Page MenuHomePhabricator

openstack galera no recent writes 2025-03-04, suspected network hardware problem
Closed, ResolvedPublic

Description

We got this alert today:

image.png (444×523 px, 62 KB)

Checking with:

aborrero@cloudcontrol1005:~ $ sudo mysql -u root
MariaDB [(none)]> SHOW STATUS LIKE "wsrep_last_committed";
+----------------------+------------+
| Variable_name        | Value      |
+----------------------+------------+
| wsrep_last_committed | 1070411385 |
+----------------------+------------+
1 row in set (0.001 sec)

Seems only cloudcontrol1005 is a bit behind:

cloudcontrol1005 | wsrep_last_committed | 1070411385 |
cloudcontrol1006 | wsrep_last_committed | 1070411666 |
cloudcontrol1007 | wsrep_last_committed | 1070411666 |

Event Timeline

Mentioned in SAL (#wikimedia-cloud) [2025-03-04T08:52:04Z] <arturo> T387828 depooled galera on cloudcontrol1005

Host rebooted by aborrero@cumin1002 with reason: galera problem

aborrero changed the task status from Open to In Progress.Mar 4 2025, 8:59 AM
aborrero triaged this task as High priority.
aborrero moved this task from Backlog to Doing on the User-aborrero board.
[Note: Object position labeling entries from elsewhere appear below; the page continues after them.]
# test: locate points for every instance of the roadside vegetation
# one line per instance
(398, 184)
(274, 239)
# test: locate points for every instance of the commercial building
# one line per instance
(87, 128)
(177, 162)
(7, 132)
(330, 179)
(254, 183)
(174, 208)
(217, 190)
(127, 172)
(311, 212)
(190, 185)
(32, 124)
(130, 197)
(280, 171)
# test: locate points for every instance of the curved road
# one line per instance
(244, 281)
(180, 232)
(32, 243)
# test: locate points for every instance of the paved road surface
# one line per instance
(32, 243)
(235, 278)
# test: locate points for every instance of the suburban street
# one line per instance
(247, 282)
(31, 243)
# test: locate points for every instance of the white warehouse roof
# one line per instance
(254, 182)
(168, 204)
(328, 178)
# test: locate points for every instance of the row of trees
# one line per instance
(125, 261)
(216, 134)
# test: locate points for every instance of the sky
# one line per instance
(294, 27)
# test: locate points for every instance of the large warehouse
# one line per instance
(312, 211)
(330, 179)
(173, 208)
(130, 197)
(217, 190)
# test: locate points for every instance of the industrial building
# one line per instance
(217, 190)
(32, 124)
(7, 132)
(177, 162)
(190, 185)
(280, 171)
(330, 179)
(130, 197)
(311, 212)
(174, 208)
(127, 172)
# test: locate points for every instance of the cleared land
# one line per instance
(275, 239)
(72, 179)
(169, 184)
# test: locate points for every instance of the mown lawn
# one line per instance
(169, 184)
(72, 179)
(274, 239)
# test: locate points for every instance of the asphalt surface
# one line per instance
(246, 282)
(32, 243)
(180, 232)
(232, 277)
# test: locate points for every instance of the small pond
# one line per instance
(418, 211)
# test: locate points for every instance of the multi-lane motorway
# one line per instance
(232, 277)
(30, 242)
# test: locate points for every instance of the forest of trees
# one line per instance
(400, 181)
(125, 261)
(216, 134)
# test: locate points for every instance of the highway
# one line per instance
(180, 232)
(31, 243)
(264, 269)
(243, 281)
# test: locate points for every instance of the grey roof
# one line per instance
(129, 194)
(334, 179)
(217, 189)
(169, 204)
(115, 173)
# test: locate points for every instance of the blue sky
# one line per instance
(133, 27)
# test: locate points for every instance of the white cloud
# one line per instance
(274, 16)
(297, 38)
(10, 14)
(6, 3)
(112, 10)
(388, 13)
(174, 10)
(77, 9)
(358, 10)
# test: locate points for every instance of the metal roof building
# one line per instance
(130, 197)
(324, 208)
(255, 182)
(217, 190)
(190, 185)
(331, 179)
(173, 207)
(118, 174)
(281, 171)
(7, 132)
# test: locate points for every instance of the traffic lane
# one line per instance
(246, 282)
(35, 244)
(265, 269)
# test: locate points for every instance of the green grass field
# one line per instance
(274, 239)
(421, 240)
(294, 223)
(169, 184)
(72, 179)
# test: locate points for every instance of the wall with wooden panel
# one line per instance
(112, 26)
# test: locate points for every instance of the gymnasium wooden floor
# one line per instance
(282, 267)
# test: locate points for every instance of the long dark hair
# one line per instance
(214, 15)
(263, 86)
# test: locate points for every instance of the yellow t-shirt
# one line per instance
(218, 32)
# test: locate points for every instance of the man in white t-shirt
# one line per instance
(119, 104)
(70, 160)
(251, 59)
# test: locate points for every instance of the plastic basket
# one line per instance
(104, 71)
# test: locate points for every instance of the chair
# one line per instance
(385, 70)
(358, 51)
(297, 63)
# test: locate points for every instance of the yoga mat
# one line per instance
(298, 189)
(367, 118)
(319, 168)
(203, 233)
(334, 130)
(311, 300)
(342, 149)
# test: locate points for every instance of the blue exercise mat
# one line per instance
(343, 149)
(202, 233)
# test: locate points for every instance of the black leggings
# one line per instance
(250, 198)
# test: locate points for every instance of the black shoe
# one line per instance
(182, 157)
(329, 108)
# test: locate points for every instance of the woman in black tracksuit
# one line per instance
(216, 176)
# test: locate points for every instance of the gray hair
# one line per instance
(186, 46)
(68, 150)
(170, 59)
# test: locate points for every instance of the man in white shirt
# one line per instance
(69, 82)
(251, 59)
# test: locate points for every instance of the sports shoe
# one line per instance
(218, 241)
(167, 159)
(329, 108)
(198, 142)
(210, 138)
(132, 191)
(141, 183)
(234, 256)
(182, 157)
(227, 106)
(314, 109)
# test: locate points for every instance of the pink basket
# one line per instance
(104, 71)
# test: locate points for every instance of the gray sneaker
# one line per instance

server wont shutdown for reboot, so we are force-rebooting it

when force-rebooted, the server did not have the correct network configuration

the switch port the server is connected to is somehow down:

image.png (167×743 px, 16 KB)

Not sure if there is a problem in the switch port, the cable or similar.

aborrero renamed this task from openstack galera no recent writes 2025-03-04 to openstack galera no recent writes 2025-03-04, suspected network hardware problem.Mar 4 2025, 9:48 AM
aborrero added subscribers: VRiley-WMF, Jclark-ctr.

Hey @VRiley-WMF and/or @Jclark-ctr, Could you please check on-site if there is a loose cable in either the switch port or in the server NIC for cloudcontrol1005?

Server: https://netbox.wikimedia.org/dcim/devices/2613/
Switch port: https://netbox.wikimedia.org/dcim/interfaces/30016/

thanks!

aborrero changed the task status from In Progress to Open.Mar 4 2025, 11:20 AM

Change #1124421 had a related patch set uploaded (by Arturo Borrero Gonzalez; author: Arturo Borrero Gonzalez):

[cloud/wmcs-cookbooks@main] inventory: place cloudcontrol1005 last on the inventory

https://gerrit.wikimedia.org/r/1124421

Change #1124421 merged by Arturo Borrero Gonzalez:

[cloud/wmcs-cookbooks@main] inventory: place cloudcontrol1005 last on the inventory

https://gerrit.wikimedia.org/r/1124421

Looks like the SFP failed. Swapped it out and it looks like it's communicating again. Please check?

Confirmed that this unit came back online